It seems the first photographic documentation of a checkered flag being used as a signal in a race is the photo below, which was taken at the 1906 Vanderbilt Cup Race in New York. The image shows official race starter Fred Wagner, at left, waving the signal for the winning driver, Louis Wagner. (The latter Wagner was driving a Darracq V8 with an average pace of 63 miles per hour on the 297.1-mile course, in case you were wondering.)
So clearly that photo proves the flag has a long history at the end of races — but it doesn’t answer how it came to be used.
People have said that the checkered flag was inspired by everything from a naval communication symbol to it being based on a pattern worn by race officials, but there hasn’t been much documentation to back those estimations up. Let’s take a look at three of the most common theories behind the origins of the checkered flag.
1. People Were Hungry
Perhaps the most satisfying folktale about the checkered or check-patterned flag is one tying it to checked picnic blankets.
“Racing at that point was done on horseback, and those at the races would typically eat together afterward,” according to NASCAR’s website. “To signal when dinner was ready and the racing should end, a tablecloth — which, during this time period, was checkered — was waved.”
NASCAR isn’t alone in crediting hunger with the advent of the flag on race days.
“Stories most often credit settlers of the American Midwest with the origin of the checkered flag,” the racing magazine Winding Road Winding Road summarizes. “At their large public meals a briskly waved checkered tablecloth of the era signaled food was ready to be served and the horse racing competitions should come quickly to an end.”
2. The Pattern Stood Out
Another very common theory? The checkerboard pattern could be easier seen than other patterns for drivers who were kicking up dirt on dusty roads.
NASCAR has pushed that “less romantic” theory as well, stating that the checkered flag may have been used when “visibility was incredibly limited” due to dust and dirt being thrown in the air.
Check out some footage of the 1906 Vanderbilt Cup Race to get an idea of how bad the visibility could be on those old tracks, especially at the 0:36 mark.
3. A Play On Words
But if you want the best-researched origin story of the checkered flag, you need to go with the “visual pun” theory. In his book “Origin of the Check Flag: A Search for Racing’s Holy Grail,” Fred R. Egloff traces the racing connection of the iconic flag back to early 1900s America, which is backed up by the aforementioned Vanderbilt Cup photo.

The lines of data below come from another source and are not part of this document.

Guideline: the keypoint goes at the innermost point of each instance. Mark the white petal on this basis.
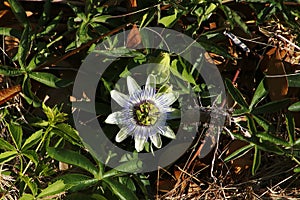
(120, 98)
(167, 99)
(114, 118)
(169, 133)
(132, 85)
(151, 82)
(122, 135)
(139, 143)
(156, 140)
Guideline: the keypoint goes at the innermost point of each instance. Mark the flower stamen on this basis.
(146, 113)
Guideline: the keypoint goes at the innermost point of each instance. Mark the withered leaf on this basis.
(276, 76)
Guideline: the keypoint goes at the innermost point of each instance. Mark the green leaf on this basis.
(28, 94)
(19, 12)
(53, 189)
(271, 107)
(76, 182)
(235, 94)
(9, 71)
(260, 94)
(32, 140)
(73, 158)
(16, 133)
(32, 185)
(32, 155)
(131, 166)
(4, 145)
(239, 153)
(51, 25)
(101, 108)
(49, 79)
(290, 123)
(273, 139)
(178, 68)
(295, 107)
(101, 18)
(168, 21)
(256, 160)
(68, 133)
(120, 190)
(7, 156)
(235, 19)
(24, 47)
(266, 125)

The American Automobile Association (AAA) sponsored an endurance race called the Glidden Tour between 1904 and 1913. During the July 1906 Glidden Tour between Buffalo, New York, and Bretton Woods, New Hampshire, drivers had to stop about every 25 miles at checkpoints where a person called a “checker” made sure they were accounted for and following the course rules.

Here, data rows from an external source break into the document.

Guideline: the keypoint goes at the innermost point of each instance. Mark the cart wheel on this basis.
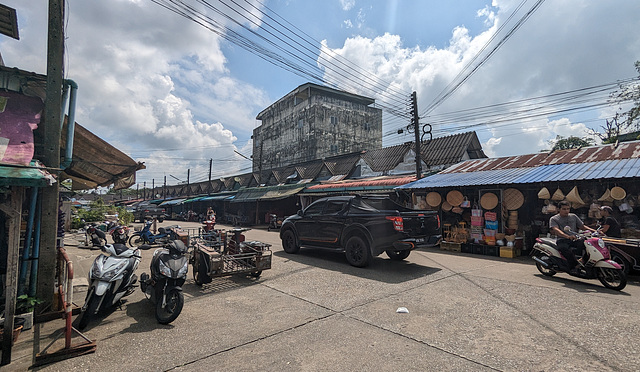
(256, 274)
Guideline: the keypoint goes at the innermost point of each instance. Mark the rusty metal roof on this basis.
(592, 163)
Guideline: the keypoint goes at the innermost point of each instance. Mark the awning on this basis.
(32, 176)
(172, 202)
(610, 169)
(365, 185)
(281, 193)
(217, 197)
(266, 193)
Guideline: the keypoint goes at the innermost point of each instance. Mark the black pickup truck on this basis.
(361, 226)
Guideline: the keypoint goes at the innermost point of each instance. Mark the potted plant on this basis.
(24, 309)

These stops were marked with a black-and-white “checkered” flag! See below left for a photo that was taken about four months before the Vanderbilt Cup race.
“The controls were reached ahead of time and the cars laid up at the road side to await their time to pass the checker whose stand was marked by a checkered flag,” an August 1906 report from Motor magazine stated.
So there you have it. Those iconic checkered flags were reportedly first used in the Glidden Tour race of 1906 and were first seen at the end of a race during the Vanderbilt Cup race later that year. Today, the checkered flag is as tied to auto racing as the cars themselves!
What’s your favorite theory as to why the checkered flag came to be?